Solardampf treibt Industrieprozess an

Parabolrinnenkollektoren auf dem Dach der Firma Alanod liefern Energie für einen industriellen Prozess. Foto: DLR

In Deutschland werden circa 18 Prozent des Endenergiebedarfs für industriell genutzte Wärme, sogenannte Prozesswärme, verwendet. Dies entspricht in etwa dem Heizbedarf der bundesdeutschen Privathaushalte. Weltweit ist der Anteil der erneuerbaren Energien bei der Erzeugung dieser Prozesswärme derzeit noch relativ gering. Forscher des Deutschen Zentrums für Luft- und Raumfahrt (DLR) wollen gemeinsam mit Projektpartnern aus Industrie und Forschung, das Potenzial der erneuerbaren Energien auf diesem Gebiet in Zukunft besser nutzen. In Ennepetal haben sie eine Pilotanlage zur solaren Prozesswärmeerzeugung mit
Parabolrinnenkollektoren in Betrieb genommen. Nun wurde erstmalig in Deutschland solar erzeugter Sattdampf direkt in einen industriellen Prozess eingeleitet. 
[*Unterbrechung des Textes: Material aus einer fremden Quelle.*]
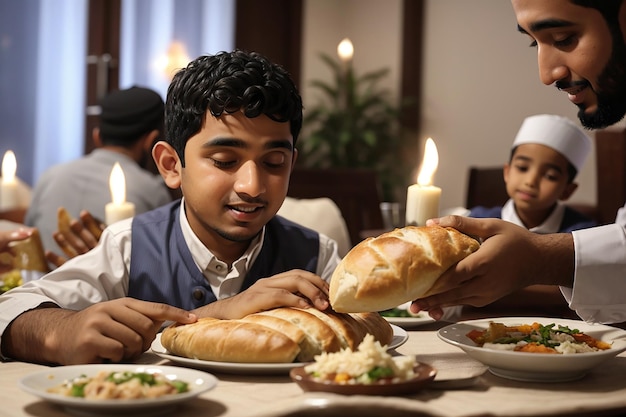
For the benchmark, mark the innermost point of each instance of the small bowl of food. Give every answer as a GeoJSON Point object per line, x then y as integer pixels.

Ennepetal ist Sitz der Firma Alanod, Hersteller von hochreflektierend beschichteten Aluminiumbändern für die Solarbranche. Im Zuge des Fertigungsprozesses, wird dort zur Trocknung der Beschichtungen Sattdampf von 143 Grad Celsius und vier bar eingesetzt. Die zur Erzeugung des Dampfes benötigte Energie wurde in der Vergangenheit ausschließlich durch elektrischen Strom oder fossile Brennstoffe produziert. Nun wird ein Teil des Dampfes durch insgesamt zwölf Kollektormodule auf dem Dach der Firma erzeugt. Die Kollektoren stammen von der Firma Solitem und verfügen zusammen über eine Aperturfläche von rund 108 Quadratmetern. 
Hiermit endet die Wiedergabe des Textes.